There were two D. Keeffes in the directory. Keeffe, D. J. P., in Drayton Gardens SW10, and Keeffe, D. S., in Notting Hill W2. Troy took them in alphabetical order. Keeffe, D. J. P. rang and rang
without picking up. He dialled Keeffe, D. S. It picked up on the fifth ring and a woman’s voice said ‘Yes’, bluntly and quietly as though he had woken her from sleep.

‘Mrs Keeffe?’

‘Who wants to know?’

‘My name’s Troy. I’m a detective chief inspector with Scotland Yard—’

She hung up. He had almost certainly found the right Keeffe. Ten minutes later Jack came into his office, helped himself to a cup from Clark’s machine and pulled up a chair and confirmed
the suspicion.

‘There is gossip,’ he said, ‘about this chap Keeffe. I sat with a few of the heavies in the canteen at lunchtime. It would appear that a particularly nasty piece of Special
work called Gorman, ugly bugger, ex-Military Police, a sergeant, was boasting a few weeks ago that he’d roasted Keeffe in his own flat. Given him the third degree and turned the place over.
My source quoted Gorman as saying, “We turned over this nasty little kike.”

‘Jesus Christ,’ said Troy. ‘Looking for what?’

‘Not looking for anything. Just, as the saying goes, roasting.’

‘Punishment?’

‘I can’t think what else to call it.

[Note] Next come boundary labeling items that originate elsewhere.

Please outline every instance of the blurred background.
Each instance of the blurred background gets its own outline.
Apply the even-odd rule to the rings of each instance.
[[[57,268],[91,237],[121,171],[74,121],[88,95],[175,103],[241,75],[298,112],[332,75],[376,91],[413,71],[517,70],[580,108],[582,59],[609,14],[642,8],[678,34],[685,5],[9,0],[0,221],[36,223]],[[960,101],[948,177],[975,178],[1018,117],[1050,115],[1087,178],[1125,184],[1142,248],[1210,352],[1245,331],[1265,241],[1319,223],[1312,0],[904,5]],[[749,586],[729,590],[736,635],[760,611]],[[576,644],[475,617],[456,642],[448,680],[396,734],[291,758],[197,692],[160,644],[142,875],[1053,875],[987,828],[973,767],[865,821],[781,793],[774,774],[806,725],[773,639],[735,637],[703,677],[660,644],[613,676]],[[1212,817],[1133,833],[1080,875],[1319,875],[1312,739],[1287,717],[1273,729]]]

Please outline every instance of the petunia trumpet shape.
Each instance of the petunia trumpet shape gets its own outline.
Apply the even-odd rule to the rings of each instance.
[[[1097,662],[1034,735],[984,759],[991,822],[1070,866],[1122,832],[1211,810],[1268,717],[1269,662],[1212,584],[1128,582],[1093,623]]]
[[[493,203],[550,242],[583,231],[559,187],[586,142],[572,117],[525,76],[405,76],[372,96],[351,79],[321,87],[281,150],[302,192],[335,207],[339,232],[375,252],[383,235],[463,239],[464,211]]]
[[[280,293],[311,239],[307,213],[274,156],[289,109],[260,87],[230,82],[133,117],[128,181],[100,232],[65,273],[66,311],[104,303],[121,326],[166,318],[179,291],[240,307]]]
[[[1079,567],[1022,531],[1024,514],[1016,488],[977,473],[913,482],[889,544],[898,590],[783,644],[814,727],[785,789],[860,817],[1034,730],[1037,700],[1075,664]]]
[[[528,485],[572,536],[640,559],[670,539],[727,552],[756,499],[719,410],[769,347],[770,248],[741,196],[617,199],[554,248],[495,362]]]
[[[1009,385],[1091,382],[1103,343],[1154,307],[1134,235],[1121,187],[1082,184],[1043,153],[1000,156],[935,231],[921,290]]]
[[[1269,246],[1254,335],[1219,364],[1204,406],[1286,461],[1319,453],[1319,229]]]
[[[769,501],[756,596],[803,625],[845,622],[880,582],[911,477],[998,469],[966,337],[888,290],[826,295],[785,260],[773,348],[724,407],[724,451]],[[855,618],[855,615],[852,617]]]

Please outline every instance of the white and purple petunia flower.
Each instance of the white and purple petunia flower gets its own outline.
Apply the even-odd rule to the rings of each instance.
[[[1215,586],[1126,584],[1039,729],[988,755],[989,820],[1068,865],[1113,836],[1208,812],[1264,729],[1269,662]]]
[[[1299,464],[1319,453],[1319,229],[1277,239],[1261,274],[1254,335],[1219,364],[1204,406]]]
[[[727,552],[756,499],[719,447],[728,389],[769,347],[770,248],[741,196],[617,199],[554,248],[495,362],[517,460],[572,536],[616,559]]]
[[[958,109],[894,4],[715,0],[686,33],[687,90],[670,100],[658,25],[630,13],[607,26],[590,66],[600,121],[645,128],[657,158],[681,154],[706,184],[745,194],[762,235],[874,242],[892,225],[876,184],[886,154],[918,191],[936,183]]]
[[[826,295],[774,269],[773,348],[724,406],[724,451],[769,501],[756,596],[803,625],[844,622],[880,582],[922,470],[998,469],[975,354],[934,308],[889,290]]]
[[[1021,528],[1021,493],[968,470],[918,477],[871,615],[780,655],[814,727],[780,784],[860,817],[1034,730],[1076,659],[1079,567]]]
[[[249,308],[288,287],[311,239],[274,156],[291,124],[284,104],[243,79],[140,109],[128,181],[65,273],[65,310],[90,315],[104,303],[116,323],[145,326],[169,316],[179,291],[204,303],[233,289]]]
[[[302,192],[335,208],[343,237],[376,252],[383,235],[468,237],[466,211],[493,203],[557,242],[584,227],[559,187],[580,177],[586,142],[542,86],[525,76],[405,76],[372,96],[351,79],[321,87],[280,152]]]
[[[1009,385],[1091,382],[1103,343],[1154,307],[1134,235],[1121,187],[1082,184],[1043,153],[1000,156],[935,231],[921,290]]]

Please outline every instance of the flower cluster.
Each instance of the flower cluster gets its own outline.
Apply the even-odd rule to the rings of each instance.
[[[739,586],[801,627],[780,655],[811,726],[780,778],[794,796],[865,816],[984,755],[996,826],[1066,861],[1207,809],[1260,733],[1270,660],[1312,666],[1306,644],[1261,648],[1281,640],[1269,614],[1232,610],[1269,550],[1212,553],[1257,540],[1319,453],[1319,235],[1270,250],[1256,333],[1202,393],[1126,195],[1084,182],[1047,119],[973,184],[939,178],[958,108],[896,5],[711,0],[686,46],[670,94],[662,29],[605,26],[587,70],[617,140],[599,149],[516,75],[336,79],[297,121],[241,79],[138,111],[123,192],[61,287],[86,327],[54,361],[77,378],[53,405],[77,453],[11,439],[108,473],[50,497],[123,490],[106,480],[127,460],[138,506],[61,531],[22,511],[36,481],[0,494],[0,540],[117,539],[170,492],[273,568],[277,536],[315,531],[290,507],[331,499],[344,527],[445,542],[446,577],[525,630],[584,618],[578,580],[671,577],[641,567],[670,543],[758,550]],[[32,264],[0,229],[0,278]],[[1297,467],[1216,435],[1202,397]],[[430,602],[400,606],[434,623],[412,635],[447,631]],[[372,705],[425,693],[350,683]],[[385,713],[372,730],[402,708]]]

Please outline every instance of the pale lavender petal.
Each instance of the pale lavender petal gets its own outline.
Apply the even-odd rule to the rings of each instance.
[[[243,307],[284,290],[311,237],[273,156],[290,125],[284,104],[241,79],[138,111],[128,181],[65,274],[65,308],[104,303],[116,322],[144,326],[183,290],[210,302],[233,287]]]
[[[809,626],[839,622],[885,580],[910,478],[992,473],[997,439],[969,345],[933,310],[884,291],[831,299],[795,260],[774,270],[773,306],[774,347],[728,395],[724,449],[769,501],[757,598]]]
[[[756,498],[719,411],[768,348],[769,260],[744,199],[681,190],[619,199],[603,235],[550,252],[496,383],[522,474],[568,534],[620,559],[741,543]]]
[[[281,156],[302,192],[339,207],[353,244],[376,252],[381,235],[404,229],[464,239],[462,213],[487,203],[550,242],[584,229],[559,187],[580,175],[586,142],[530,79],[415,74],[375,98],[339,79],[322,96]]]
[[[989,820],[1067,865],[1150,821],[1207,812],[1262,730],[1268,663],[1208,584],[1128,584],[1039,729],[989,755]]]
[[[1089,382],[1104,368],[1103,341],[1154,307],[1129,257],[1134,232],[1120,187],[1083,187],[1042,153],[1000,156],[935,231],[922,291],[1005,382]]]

When Five and Six send the Branch in to sort out their own it can only be threat or punishment. I doubt they learn anything directly. They have
their own chaps for that, after all. I think they sent Gorman just to make a mess, and God knows they can make a mess, can’t they? Gorman took two constables and really turned him over.
According the chap who was telling me, Keeffe had a collection of porcelain, Meissen, Limoges, that sort of thing. They smashed the lot. And as there was no mention of an arrest or even the
prospect of one, I conclude that that this was the Branch operating in their purest form—bullying for the sake of it.’